The Survival Analysis package is a Python toolkit for analyzing and predicting customer churn and lifetime value using survival analysis techniques. This package encompasses several modules that cover database schema creation, SQL interactions, predictive modeling, and utility functions for data preprocessing.
pip install survival-analysis
You can access our package via PyPi using this link: https://pypi.org/project/survival-analysis/
Detailed information about our package can be found at https://anna-shaljyan.github.io/mkdocs-survival-analysis/?fbclid=IwAR2Kxzv_bs3WhMpGeU9jP0lKwvQ-sGPK_EG4ualMhqPFglEX9Nhoo8bE8N0
This module, schema.py
, contains Python code for defining and creating a database schema using SQLAlchemy. It defines tables such as 'DimCustomer', 'FactPredictions', 'FactPushNotification', and 'FactEmail' for storing customer information, predictive data, push notification details, and email information, respectively.
from survival_analysis import schema
The obtained databse has the below structure:
The sql_interactions module provides a Python class named SqlHandler for interacting with SQLite databases. This class allows various operations such as connecting, inserting data, retrieving data, truncating tables, dropping tables, updating tables, and more.
from survival_analysis import sql_interactions
The model_AFT module implements an Accelerated Failure Time (AFT) model for predicting customer churn and lifetime value. It includes classes for different AFT models, a model selector for choosing the best model based on AIC, and methods for fitting the model and generating predictions.
from survival_analysis import model_AFT
The utils module contains utility functions, including format_dataframe, which converts categorical variables to binary columns using one-hot encoding and ensures correct data types for numeric variables.
from survival_analysis import utils
An example demonstrating the use of this package can be found at https://github.com/ella-2002e/MA-SurvivalAnalysis-Project/blob/main/Example.ipynb
The API extends our Survival Analysis project with functionality to select data from the database and insert data. The API now includes several endpoints that help identify top customers with the highest churn rate, customers with the highest/lowest CLV, etc.
Run run.py
to see initially a message in port, add /docs to see put methods and two get endpoints besides message.
Port should look something like this: http://127.0.0.1:8000/docs#/ . You can run run.py
by executing python run.py in your terminal in venv.
- Accepts pred_period and number of percentage for sorting customers initially by churn_rate and then by clv. It returns top x% customers based on churn_rate & CLV.
- Accepts pred_period and number of percentage for sorting customers by CLV. It returns top x% customers based on CLV.
These below PUT methods are created to populate the DB with the results of actions taken in response to the two GET methods mentioned above. There are two csv files email_data.csv and notifications_data.csv in Raw Data folder that contain sample generated data with structure that matches tables of the database.
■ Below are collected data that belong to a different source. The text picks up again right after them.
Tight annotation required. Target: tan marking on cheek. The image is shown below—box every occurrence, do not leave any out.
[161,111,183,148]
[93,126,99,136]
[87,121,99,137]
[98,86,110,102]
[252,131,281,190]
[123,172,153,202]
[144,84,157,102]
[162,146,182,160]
- Allows to choose a csv file to add in FactPushNotification table. Use that method with notifications_data.csv to populate the FactPushNotification table in the DB. Note that, customer_id-s are taken from endpoint: http://127.0.0.1:8000/get_top_churn_clv_customers?pred_period=12&top_percentage=10
- Similarly, use email_data.csv to populate FactEmail table with second put method. Note that, email_data customer_id-s are taken from endpoint: http://127.0.0.1:8000/get_top_clv_customers?top_percentage=20&pred_period=5
This package is provided under the MIT License. Feel free to use and modify it in your projects.